From now on, Pentaho Reporting contains a brand new compatibility layer. This layer emulates all the old and buggy behavior to get a report output that is as close to the original release as possible. Our main concern with the compatibility is not necessarily to emulate show-stopper bugs, but to avoid those subtle changes where your report elements start slightly shifting around. When that happens, you can end up with either more pages than before, overlapping elements (and thus lost data in Excel and HTML exports) or anything in between.
How does it work?
Since Pentaho Reporting 3.9.0-GA, each report file contains a version marker in the “meta.xml” file contained in each PRPT-file. When we parse a report, we also read that version number and store it as the default compatibility setting. The report-designer preserves this setting over subsequent load/save cycles, so editing an old report in PRD-4.0 does not automatically erase or replace that marker.
We consider reports without a marker to be old reports that must have been created with PRD-3.8.3 or an even earlier version. Of course, the reporting engine treats any of the ancient xml-formats and the PRD-3.0 “.report” files as ancient and gives them the version number “3.8.3”.

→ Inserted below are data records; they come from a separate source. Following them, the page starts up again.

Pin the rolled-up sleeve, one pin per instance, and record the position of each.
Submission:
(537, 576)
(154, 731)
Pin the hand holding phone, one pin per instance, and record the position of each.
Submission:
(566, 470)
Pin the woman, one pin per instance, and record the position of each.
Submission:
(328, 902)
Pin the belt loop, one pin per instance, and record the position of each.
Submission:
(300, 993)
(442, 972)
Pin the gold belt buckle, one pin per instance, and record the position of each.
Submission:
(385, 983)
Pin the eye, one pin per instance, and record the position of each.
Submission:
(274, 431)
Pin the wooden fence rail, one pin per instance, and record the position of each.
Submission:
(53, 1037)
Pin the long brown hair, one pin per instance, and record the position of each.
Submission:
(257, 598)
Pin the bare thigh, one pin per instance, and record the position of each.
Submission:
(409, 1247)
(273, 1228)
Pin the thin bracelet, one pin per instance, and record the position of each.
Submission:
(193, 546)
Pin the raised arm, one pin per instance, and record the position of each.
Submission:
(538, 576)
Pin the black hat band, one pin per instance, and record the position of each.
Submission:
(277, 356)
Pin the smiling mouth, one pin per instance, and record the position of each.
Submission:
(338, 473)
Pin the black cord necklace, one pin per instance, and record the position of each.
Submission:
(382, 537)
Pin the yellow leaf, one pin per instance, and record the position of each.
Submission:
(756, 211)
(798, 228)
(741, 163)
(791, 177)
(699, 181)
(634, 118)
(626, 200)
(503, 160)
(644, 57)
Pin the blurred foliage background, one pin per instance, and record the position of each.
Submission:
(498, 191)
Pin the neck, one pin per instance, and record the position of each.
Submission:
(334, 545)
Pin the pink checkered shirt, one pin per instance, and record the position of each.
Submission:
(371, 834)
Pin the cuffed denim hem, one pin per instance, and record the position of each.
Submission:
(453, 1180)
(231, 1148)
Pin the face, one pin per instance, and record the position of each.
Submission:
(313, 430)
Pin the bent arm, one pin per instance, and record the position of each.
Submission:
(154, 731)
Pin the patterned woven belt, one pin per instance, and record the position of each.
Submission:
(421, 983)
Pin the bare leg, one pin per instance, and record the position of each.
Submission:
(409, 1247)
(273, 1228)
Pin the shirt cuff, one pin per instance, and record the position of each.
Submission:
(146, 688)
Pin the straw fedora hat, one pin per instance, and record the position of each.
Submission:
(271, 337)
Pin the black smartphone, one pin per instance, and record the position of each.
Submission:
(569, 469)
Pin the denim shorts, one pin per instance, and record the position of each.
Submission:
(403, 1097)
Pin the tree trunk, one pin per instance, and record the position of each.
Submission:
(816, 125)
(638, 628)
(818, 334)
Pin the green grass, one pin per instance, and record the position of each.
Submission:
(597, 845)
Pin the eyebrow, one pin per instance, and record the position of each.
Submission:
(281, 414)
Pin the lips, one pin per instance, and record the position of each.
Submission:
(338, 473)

When a report is executed, the report processor checks the compatibility marker. If it is an pre-4.0 marker, we enable our first compatibility mode. The mode changes how elements are produced and how styles are interpreted.
The most important part change is, that a defined ‘min-width’ or ‘min-height’ automatically serves as a definition for a ‘max-width’ and ‘max-height’. There are additional rules, for instance, we ignore layout settings on structural sections, like groups or the group-bodies.

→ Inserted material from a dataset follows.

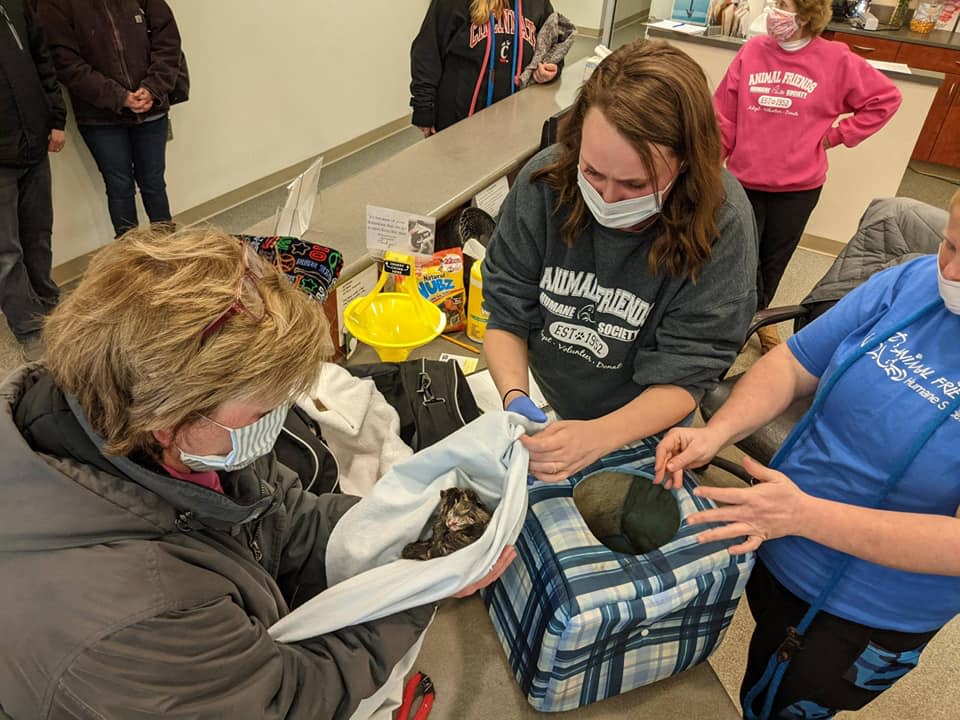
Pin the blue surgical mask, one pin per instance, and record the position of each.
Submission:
(248, 443)
(623, 214)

The most important rule, however, is: If you have a legacy report, it cannot contain tables, and thus cannot contain any crosstabs. Tables require a proper interpretation of the layout rules. The old rules tend to contradict each other from time to time, which causes great distress to the table-calculations.A distressed table-layout calculation may commit suicide or may throw away your data, so we better do not allow that to happen.
So before you can start to use newer features in the reporting system, you have to
Migrate your reports
Report migration is the process of rewriting a report’s layout definition to match the new layout rules. During that rewrite, we try to keep the layout as closely as possible to the original. While we are at it, we remove some invalid properties (like layout styles on groups) and migrate the sizing to the updated width/height system (not using the min-max height hack).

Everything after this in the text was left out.